Where the example lives

The reference implementation lives at:

services/connectors/app/connectors/_examples/hello_connector.py

The _examples/ directory is deliberately not registered in services/connectors/app/connectors/__init__.py. Anything under _examples/ exists for documentation only and never appears in the connector catalog, the polling scheduler, or the marketplace index. There is a smoke test (tests/test_hello_connector_example.py) that pins this invariant — if someone accidentally promotes the example into the live registry, CI fails.

Step 1 — Pick identity attributes

A connector identifies itself with three class-level strings:

class HelloConnector(BaseConnector):
connector_id = "hello"
connector_name = "Hello (Tutorial)"
connector_category = "saas"
  • connector_id is the wire identifier. It shows up in database rows, plugin manifests, and API URLs. Treat it like a primary key: lowercase, hyphen- or underscore-separated, never changes after first release.
  • connector_name is the human label rendered in the catalog grid.
  • connector_category must be one of the existing categories: identity, cloud, vcs, siem, edr, xdr, network, posture, saas. The category drives grouping in the wizard and downstream routing hints in detection rules. If your tool genuinely doesn't fit one of these, raise it in a PR before inventing a new one — the taxonomy is shared with the detection layer.

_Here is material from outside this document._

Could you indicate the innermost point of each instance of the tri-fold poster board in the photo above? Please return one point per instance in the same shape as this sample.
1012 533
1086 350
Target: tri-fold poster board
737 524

Step 2 — Declare the schema

schema() is what the connector wizard renders. It tells the UI which fields to draw, which ones are secret, and where to find the docs page (which is this page, in our case).

@classmethod
def schema(cls) -> ConnectorSchema:
return ConnectorSchema(
connector_id=cls.connector_id,
connector_name=cls.connector_name,
category=cls.connector_category,
description=(
"Tutorial connector that polls httpbin.org. Use this as a "
"reference when writing a new connector — it implements "
"every BaseConnector method against a public, no-auth API."
),
docs_url="/docs/connectors/hello-connector",
fields=[
Field(
"api_token",
"secret",
"API Token",
help_text=(
"Pretend credential. httpbin doesn't actually "
"validate it — this field exists so the tutorial "
"exercises the credential vault."
),
),
Field(
"base_url",
"string",
"Base URL",
required=False,
default="https://httpbin.org",
placeholder="https://httpbin.org",
help_text="Override only when running against a self-hosted httpbin.",
),
],
)

A few things worth pointing at:

  • type="secret" on api_token does two things: the wizard renders a masked input, and the credential vault encrypts the value with Fernet before it touches the database. The tutorial declares the field as a secret even though httpbin ignores it — the goal is to exercise that code path so you can see exactly what happens with a real vendor.
  • required=False plus default=... on base_url matches a common pattern for self-hosted vendor support. The wizard shows the default in placeholder text and skips validation if the field is left blank.
  • docs_url is the link the wizard surfaces as "Documentation" in the connector card. Always point it at the per-connector page, not the catalog.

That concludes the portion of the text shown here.